Will High Food Prices Lead to Civil Unrest?
Wholesale food prices like wheat, sugar and vegetable oil have increased by roughly 33% globally since last year, according to the UN's Food and Agriculture Organization. But in some countries, the rising cost of food might be a tipping point – resulting in protests and even war, said Ida Rudolfsen, doctoral researcher at Uppsala University and the Peace Research Institute Oslo.
Creditors will want to keep an eye on emerging social risks in countries already struggling with poverty as food prices continue to skyrocket, with no sign of stabilizing anytime soon.
A shortage of wheat due to drought in major wheat supplying countries, like Argentina and Brazil, are driving up the cost. Farms around the world are struggling to keep up with the little number of crops growing due to a labor shortage. Throw in the high cost to transport food due to expensive oil, and you have barriers at every step from supplier to consumer, Rudolfsen told NPR during an episode of The Indicator from Planet Money podcast.
Increased global hunger has serious consequences that threaten social stability, but only if other conditions are in play, she explained. Rudolfsen told NPR about four other circumstances that when mixed with high food prices, make a country more susceptible to social unrest.
- 1.Countries that rely almost entirely on imported foods, like Afghanistan.
- 2.Middle income countries like India, Mexico and Columbia that are not the world's poorest but also not the richest.
- 3.Countries with preexisting political issues.
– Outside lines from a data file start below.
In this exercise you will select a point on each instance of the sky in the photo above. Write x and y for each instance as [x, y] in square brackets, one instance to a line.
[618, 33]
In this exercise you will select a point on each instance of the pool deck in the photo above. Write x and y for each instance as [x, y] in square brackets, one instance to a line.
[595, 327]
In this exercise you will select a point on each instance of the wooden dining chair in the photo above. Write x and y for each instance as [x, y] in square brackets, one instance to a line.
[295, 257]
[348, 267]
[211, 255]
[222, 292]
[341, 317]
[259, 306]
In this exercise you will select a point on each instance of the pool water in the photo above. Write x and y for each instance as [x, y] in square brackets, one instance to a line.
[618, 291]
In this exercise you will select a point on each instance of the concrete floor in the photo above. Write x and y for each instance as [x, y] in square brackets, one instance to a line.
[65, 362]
- 4.Nondemocratic countries where there's a food bargain, like Egypt.
Rudolfsen said Egypt meets all four criteria. "Egypt is a very interesting country to look at when it comes to the importance of food because it is part of their social contract with their citizens," she said. "Even though Egypt has authoritarian traits, they assure cheap food. So, when that is not granted, it becomes evidence that [the government is] not able to uphold their part of the bargain."
Other countries Rudolfsen is worried about as food prices increase include Yemen, Syria, Iraq and Afghanistan.